LONDON (Reuters) - A Bank of England policymaker said on Tuesday she thought the outlook for the global economy might not be as weak as some of her colleagues believe and could be less of a drag on Britain’s recovery than the bank has forecast.
Kristin Forbes is among seven members of the nine-strong Monetary Policy Committee who have voted in recent months to keep interest rates at crisis-era lows, although signs of differences between them emerged in BOE minutes last week.
A former White House economic adviser, she joined the British central bank in July.
Forbes told lawmakers in Britain’s parliament that some recent international economic data had been stronger, potentially easing a drag on the domestic economy, which has outperformed most developed country peers this year.
“Where my view is slightly different than probably the median view of the nine of us on the Committee is that I put slightly more probability on the risk that the global economy could be somewhat stronger than in our baseline forecast, especially the U.S. economy,” Forbes said.
She also said recent data on earnings suggested the weak pace of wage growth might have “turned a corner” but added there were many risks that Britain’s economy could perform more weakly or more strongly than forecast.
BoE Governor Mark Carney, speaking at the same session of parliament’s Treasury Committee, said the global economic outlook had deteriorated and geopolitical risks had increased.
The Bank’s rate-setters have voted 7-2 since August in favour of keeping rates at their record low of 0.5 percent.
But minutes of their last policy meeting showed there was a “material spread of views” within the majority, surprising some investors who nonetheless expect a first rate hike only deep into 2015.
Another member of the Monetary Policy Committee who has voted against a rate hike, Jon Cunliffe, said on Tuesday he was mostly worried about the risk of Britain’s inflation rate falling further from a nearly five-year low in October.
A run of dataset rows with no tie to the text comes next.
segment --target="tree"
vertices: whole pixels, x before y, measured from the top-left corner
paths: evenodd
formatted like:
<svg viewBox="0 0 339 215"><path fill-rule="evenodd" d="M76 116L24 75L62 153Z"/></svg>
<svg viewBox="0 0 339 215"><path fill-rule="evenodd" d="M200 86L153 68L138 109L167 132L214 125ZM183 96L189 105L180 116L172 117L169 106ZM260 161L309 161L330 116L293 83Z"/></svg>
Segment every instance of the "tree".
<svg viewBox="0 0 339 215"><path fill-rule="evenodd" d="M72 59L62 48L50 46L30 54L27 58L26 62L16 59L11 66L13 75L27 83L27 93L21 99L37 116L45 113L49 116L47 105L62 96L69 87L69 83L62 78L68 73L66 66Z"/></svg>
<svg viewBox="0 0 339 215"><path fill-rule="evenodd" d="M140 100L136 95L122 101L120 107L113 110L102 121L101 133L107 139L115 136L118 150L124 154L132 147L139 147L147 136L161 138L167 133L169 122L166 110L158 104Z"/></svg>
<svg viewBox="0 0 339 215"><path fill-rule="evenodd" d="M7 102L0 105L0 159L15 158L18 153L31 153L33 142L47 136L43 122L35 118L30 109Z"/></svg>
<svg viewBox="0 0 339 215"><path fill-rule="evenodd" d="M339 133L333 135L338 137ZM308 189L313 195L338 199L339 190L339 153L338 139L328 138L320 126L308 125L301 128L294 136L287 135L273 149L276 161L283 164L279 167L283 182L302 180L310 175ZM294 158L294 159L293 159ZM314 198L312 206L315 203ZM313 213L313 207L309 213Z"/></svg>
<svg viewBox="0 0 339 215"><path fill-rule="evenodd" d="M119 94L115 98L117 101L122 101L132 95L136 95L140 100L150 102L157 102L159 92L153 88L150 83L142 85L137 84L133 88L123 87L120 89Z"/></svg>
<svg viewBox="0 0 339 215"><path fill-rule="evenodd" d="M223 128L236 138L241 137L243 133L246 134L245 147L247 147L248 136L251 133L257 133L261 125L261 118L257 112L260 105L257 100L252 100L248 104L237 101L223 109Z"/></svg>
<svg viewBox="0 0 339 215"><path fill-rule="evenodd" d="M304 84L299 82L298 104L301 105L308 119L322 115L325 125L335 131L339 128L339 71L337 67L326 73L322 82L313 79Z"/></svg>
“With interest rates already at their effective lower bound and inflation below target, I am more worried about risk of inflation surprising again on the downside than that of an unexpected emergence of inflationary pressure,” he said in an annual report to parliament’s Treasury Committee.
Ian McCafferty, one of the two MPC members who have voted for a rate hike since August, stuck to his view that inflation pressures could build as the economy grows.